David Cameron l'a rangé un jour dans la catégorie des "barjos, des cinglés et racistes qui ne disent pas leur nom", mais les récents succès de l'UKIP, parti nationaliste britannique, anti-européen et anti-immigration, risquent de placer le Premier ministre en position délicate.
Alors que le Parti conservateur de M. Cameron se débat avec la crise et d'impopulaires mesures d'austérité, le Parti pour l'indépendance du Royaume-Uni savoure sa récente deuxième place aux législatives partielles dans la circonscription de Rotherham (nord de l'Angleterre).
Avec 21,79% des voix, il est arrivé derrière le Parti travailliste mais devant les formations au pouvoir, conservateurs et libéraux-démocrates finissant respectivement en 5e et 8e positions.
"L'UKIP gagne du terrain", s'est félicité son leader, Nigel Farage, député européen, affirmant incarner désormais "la troisième force" politique du pays.
En 2010, l'UKIP était arrivé quatrième à l'échelle nationale aux législatives, recueillant 3,1% des voix. Il compte douze membres au Parlement européen mais aucun à la Chambre des Communes, la chambre basse du Parlement britannique.
Avec la crise de l'euro qui a conduit une majorité de Britanniques à se prononcer en faveur d'une sortie de leur pays de l'Union européenne, selon de récents sondages, cette formation a une véritable carte à jouer, ce qu'ont bien compris certains responsables du Parti conservateur.
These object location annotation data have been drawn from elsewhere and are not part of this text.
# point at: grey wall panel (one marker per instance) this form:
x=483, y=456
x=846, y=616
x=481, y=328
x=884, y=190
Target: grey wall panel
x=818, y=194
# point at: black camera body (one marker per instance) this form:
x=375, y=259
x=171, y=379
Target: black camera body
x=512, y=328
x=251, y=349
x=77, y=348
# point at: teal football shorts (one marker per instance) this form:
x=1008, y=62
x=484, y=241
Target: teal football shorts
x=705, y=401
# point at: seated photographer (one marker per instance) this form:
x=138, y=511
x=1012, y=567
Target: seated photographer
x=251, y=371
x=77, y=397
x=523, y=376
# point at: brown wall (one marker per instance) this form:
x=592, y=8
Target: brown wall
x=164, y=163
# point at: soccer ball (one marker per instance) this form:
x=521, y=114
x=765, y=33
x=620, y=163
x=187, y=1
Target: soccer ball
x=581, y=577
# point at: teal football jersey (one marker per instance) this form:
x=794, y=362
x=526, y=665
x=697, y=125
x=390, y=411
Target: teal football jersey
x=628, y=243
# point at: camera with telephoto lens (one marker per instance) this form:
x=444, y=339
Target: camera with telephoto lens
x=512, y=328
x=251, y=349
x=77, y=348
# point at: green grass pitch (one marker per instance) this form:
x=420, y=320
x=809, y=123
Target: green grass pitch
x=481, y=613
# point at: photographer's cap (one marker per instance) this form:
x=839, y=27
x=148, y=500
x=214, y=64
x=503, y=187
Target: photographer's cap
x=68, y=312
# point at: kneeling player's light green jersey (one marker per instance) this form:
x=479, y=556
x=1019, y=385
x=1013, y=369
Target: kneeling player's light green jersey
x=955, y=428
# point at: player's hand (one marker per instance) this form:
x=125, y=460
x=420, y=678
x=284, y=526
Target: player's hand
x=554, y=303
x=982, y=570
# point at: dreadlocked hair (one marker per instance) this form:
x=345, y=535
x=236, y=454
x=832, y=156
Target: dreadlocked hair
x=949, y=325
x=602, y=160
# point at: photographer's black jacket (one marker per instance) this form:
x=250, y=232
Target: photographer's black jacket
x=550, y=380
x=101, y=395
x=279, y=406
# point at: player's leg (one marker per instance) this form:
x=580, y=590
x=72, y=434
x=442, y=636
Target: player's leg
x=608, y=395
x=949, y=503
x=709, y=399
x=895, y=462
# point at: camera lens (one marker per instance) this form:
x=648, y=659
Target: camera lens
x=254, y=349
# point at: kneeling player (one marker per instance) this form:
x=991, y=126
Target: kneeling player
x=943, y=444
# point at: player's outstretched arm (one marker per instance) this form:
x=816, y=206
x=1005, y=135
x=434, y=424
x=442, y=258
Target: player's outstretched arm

"L'UKIP est dorénavant une menace électorale pour le Parti conservateur", a ainsi écrit le mois dernier, dans un document de travail, Michael Fabricant, l'un des conseillers de David Cameron.
Il n'a pas manqué de rappeler que le Parti nationaliste avait coûté 40 sièges aux conservateurs en 2010 alors qu'il leur en manquait 20 pour obtenir la majorité et se passer d'une coalition avec les libéraux-démocrates.
"Il est temps d'envisager sérieusement si un rapprochement est possible", a-t-il ajouté.
La base d'un tel accord serait l'organisation par David Cameron d'un référendum sur le maintien de la Grande-Bretagne dans l'Union européenne en échange de l'engagement de l'UKIP de ne pas présenter de candidats contre les conservateurs pour des sièges où les Tories disposent d'une faible avance aux élections générales de 2015.
Le Premier ministre s'est contenté pour l'heure d'envisager en termes vagues une telle consultation, en butte aux pressions de membres de son parti.
Il préfère s'en tenir à l'idée qu'un "statu quo" dans les relations entre Londres et l'UE n'est pas acceptable, une position loin de satisfaire le dirigeant de l'UKIP: Nigel Farage a déclaré qu'il ne "pouvait même pas envisager" de s'entendre avec David Cameron.
Il garde en travers de la gorge les sobriquets dont le chef de file des conservateurs avait affublé son parti en 2006.
"Si je croisais son chemin, je traverserai la route pour l'éviter. Il n'y a rien à discuter", a affirmé à l'AFP Nigel Farage. Tout en précisant qu'il accepterait le dialogue avec les conservateurs s'ils avaient un autre chef et s'il avait l'assurance "écrite dans le marbre" de la tenue d'un référendum.
Le professeur John Curtice de l'université de Strathclyde, spécialiste des questions électorales, ne croit pas cependant à l'éventualité d'un accord UKIP-conservateurs, le parti anti-européen redoutant trop que cela obère ses chances de réaliser une percée significative lors des élections européennes de 2014, un scrutin où il réalise ses meilleures performances.
Mais ce débat met en lumière les difficultés que risquent de rencontrer les conservateurs pour s'assurer d'une majorité aux législatives de 2015.